Results from the tests conducted by mburman: - Avoid masking NetworkManager allowed the host deployment to finish. - Configuring a vlan or bond device through Cockpit created an ifcfg file with an uuid as its name. VDSM does not support such naming, it expects the ifcfg file to be named with the device name.
Great findings. We'll revert the masking. This bug will be used to track the bug which affects the deployment failure. The ifcfg issue is covered in bug 1367378. One question: How did you define the bond/vlan?
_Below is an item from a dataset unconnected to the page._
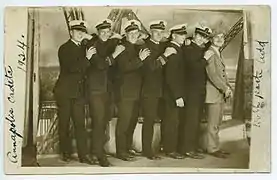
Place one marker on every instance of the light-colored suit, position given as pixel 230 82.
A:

*** Bug 1366562 has been marked as a duplicate of this bug. ***
(In reply to Edward Haas from comment #11) > Thank you for the clarification. > > Please provide the VDSM and Engine logs (VDSM ones were missing from the > previous logs) from when the failure occurred. > > We will also need the list of ifcfg files (with content) after the cockpit > configuration has been completed and just before you attempt to add the host > to engine. Please also issue an 'ip addr' command and provide the output. > > Final question (to get a context to all of this): Is this a regression test? > I mean, has this scenario of adding a host through a VLAN management > interface has been tested in 3.6? Please see the logs and config files attached. For the final question, you mean ngn3.6? This scenario has been blocked by bug 1329956
Created attachment 1191475 [details] host deploy log
Created attachment 1191476 [details] ifcfg file after creating bond [root@dell-op790-01 ~]# ip a s 1: lo: <LOOPBACK,UP,LOWER_UP> mtu 65536 qdisc noqueue state UNKNOWN link/loopback 00:00:00:00:00:00 brd 00:00:00:00:00:00 inet 127.0.0.1/8 scope host lo valid_lft forever preferred_lft forever inet6 ::1/128 scope host valid_lft forever preferred_lft forever 2: p4p1: <BROADCAST,MULTICAST,UP,LOWER_UP> mtu 1500 qdisc mq state UP qlen 1000 link/ether 00:10:18:81:a4:a0 brd ff:ff:ff:ff:ff:ff 3: p4p2: <BROADCAST,MULTICAST,UP,LOWER_UP> mtu 1500 qdisc mq state UP qlen 1000 link/ether 00:10:18:81:a4:a2 brd ff:ff:ff:ff:ff:ff 4: em1: <BROADCAST,MULTICAST,UP,LOWER_UP> mtu 1500 qdisc pfifo_fast state UP qlen 1000 link/ether d4:be:d9:95:61:ca brd ff:ff:ff:ff:ff:ff inet 10.66.148.7/22 brd 10.66.151.255 scope global dynamic em1 valid_lft 13589sec preferred_lft 13589sec inet6 2620:52:0:4294:d6be:d9ff:fe95:61ca/64 scope global noprefixroute dynamic valid_lft 2591968sec preferred_lft 604768sec inet6 fe80::d6be:d9ff:fe95:61ca/64 scope link valid_lft forever preferred_lft forever 5: p3p1: <BROADCAST,MULTICAST,UP,LOWER_UP> mtu 1500 qdisc pfifo_fast state UP qlen 1000 link/ether 00:1b:21:27:47:0b brd ff:ff:ff:ff:ff:ff 6: p3p1.20@p3p1: <BROADCAST,MULTICAST,UP,LOWER_UP> mtu 1500 qdisc noqueue state UP link/ether 00:1b:21:27:47:0b brd ff:ff:ff:ff:ff:ff inet 192.168.20.99/24 brd 192.168.20.255 scope global dynamic p3p1.20 valid_lft 85751sec preferred_lft 85751sec inet6 fe80::21b:21ff:fe27:470b/64 scope link valid_lft forever preferred_lft forever
Created attachment 1191477 [details] engine.log_part_aa
Created attachment 1191478 [details] engine.log_part_ab
Created attachment 1191479 [details] engine.log_part_ac
Re-test the below scenarios with build 20160817.0, all were added to engine successfully. 1. dhcp vlan 2. static vlan 3. dhcp bond 4. static bond 5. dhcp bond+vlan 6. static bond+vlan Test steps: 1.Install rhvh 2.Update the cfg files for each scenario 3.Restart the network service to up the bond/vlan 4.Add the rhvh to engine Actual result: 1.Add the rhvh successfully
The above verification was done base on creating ifcfg-files manually. And the issue that the vdsm handle the ifcfg file is coverd in Bug 1367378
Ryan, Could you please provide the patch for this.